Re: HTML 4 Profile for RDFa

Philip Taylor wrote:
> Shane McCarron wrote:
>> Julian Reschke wrote:
>>>
>>> It's clear that if RDFa is to be used with prefix declarations done 
>>> with xmlns, then mixing uppercase and lowercase declarations is not 
>>> going to work.
>>>
>>> I think restricting prefixes to be lower-case (insert proper Unicode 
>>> terminology here) would be acceptable; it's easy to live with, and 
>>> avoids introducing yet another prefix declaration mechanism.
>>
>> I would not be opposed to adding text in the RDFa in HTML definition 
>> like "prefix names SHOULD be defined in lower-case to help ensure 
>> maximum portability among parsers, since it is common for DOM-based 
>> parsers to not preserve the case of attribute names."
>
> If portability isn't guaranteed in a very simple case like this, then 
> it sounds like the specification would have failed at the fundamental 
> task of specifying behaviour that will be interoperably implemented.
>
> (Once portability is guaranteed, it might be good to recommend against 
> using non-lowercase prefixes because they might have surprising (but 
> portable) behaviour, but that's a very different reason.)
>
>> I don't see there being any need to change the definition of 
>> XML-based languages like RDFa for XHTML.  After all, in XML case is 
>> preserved.  Or is ot someone's goal that documents be able to be 
>> parsed as EITHER XML or HTML?  It's not my goal.  If I define a 
>> document using an HTML family language, I expect it to be parser 
>> using an HTML family parser.  If I define it using an XHTML family 
>> language then I expect it to be parsed using an XML-conforming 
>> parser.  Such a parser would preserve the case of element and 
>> attributes.
>
> People will read the RDFa-in-XHTML specs and guides and tutorials and 
> examples, and use the same syntax in their own pages. Then they'll 
> serve their pages as text/html and expect it to work the same.
>
> A survey of random pages from dmoz.org about a year ago found that 
> ~18% used an XHTML doctype, and ~0.03% were served as 
> application/xhtml+xml. On the Alexa top 200 a bit earlier 
> (http://lists.w3.org/Archives/Public/public-html/2007Aug/1248.html), a 
> third used an XHTML doctype and three quarters of those were not 
> well-formed XML. So: Any new markup will be overwhelmingly served as 
> text/html, and most of it that claims to be XHTML won't be usable with 
> an XML parser.
>
> Thus, the XHTML syntax will mostly be processed using the 
> RDFa-in-text/html processing rules. If those rules don't do what 
> people expect (after they've read the XHTML-focused specs and guides 
> and tutorials and examples), then they will be surprised and unhappy 
> and it will be a bad situation.
>
> To make the situation better, either (a) the RDFa-in-XHTML 
> documentation should all be removed and replaced with 
> RDFa-in-text/html documentation so that people won't be encouraged to 
> use the wrong syntax in their pages; or (b) the RDFa-in-XHTML syntax 
> should give the same results (as far as possible, given the 
> backward-compatibility constraints) when processed with the 
> RDFa-in-text/html processing rules.
>
> I presume (a) isn't going to happen. That leaves (b), which would 
> require coordination between RDFa-in-XHTML and RDFa-in-text/html, and 
> seems likely to require changes to the RDFa-in-XHTML spec to smooth 
> out the differences.
>
Wow, Philip, you're using an 8-gauge shotgun to hunt baby bunnies here.

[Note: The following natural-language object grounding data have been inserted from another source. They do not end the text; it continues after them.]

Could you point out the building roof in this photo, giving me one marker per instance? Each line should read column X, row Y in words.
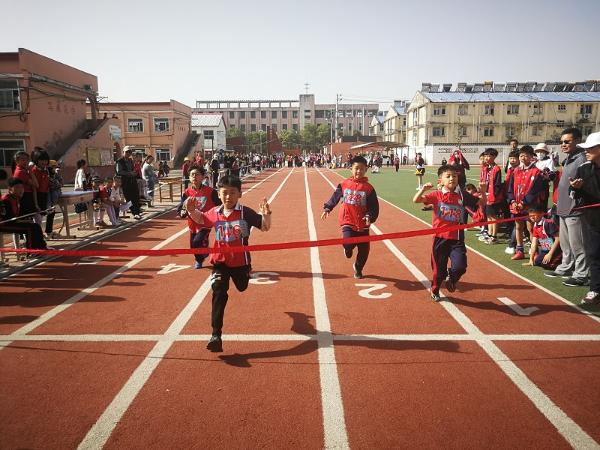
column 490, row 97
column 206, row 120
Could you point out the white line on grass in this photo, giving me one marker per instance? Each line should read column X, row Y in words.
column 334, row 423
column 566, row 426
column 99, row 434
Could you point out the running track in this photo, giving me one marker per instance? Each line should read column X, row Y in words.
column 109, row 353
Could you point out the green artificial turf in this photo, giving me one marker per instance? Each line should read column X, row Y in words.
column 399, row 189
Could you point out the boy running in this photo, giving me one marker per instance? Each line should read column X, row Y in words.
column 232, row 223
column 360, row 208
column 450, row 205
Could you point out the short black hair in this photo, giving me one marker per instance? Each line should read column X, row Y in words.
column 528, row 149
column 447, row 168
column 358, row 160
column 230, row 181
column 573, row 131
column 12, row 181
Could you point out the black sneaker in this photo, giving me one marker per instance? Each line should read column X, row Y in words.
column 450, row 284
column 575, row 282
column 215, row 344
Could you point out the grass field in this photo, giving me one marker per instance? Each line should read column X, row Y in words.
column 399, row 189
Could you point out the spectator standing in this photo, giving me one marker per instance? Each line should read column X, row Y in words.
column 586, row 187
column 125, row 170
column 574, row 266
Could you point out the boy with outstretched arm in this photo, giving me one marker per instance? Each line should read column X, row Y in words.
column 360, row 208
column 206, row 199
column 450, row 205
column 232, row 222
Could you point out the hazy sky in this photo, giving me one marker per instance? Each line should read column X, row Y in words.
column 373, row 50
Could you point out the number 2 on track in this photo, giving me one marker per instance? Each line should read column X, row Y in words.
column 367, row 293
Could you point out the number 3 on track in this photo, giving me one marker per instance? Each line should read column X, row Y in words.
column 263, row 277
column 367, row 293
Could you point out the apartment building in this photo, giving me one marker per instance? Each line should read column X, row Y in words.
column 279, row 115
column 160, row 129
column 480, row 115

Can I take a leap of faith and guess that of the 18% of web pages served 
up with the XHTML doctype not using well formed XML probably are also 
not using RDFa?

The RDFa in XHTML spec doesn't need to change if a new document covering 
RDFa in HTML is created. Does it? Maybe a cross-reference between the 
documents, with a general warning about differences between the two 
documents would be good.

As it is, there's probably going to be confusion about XHML versus HTML 
with the HTML5 spec. I'm rather waiting for someone to use <br> in XHTML5.

Shelley

Received on Saturday, 23 May 2009 20:36:10 UTC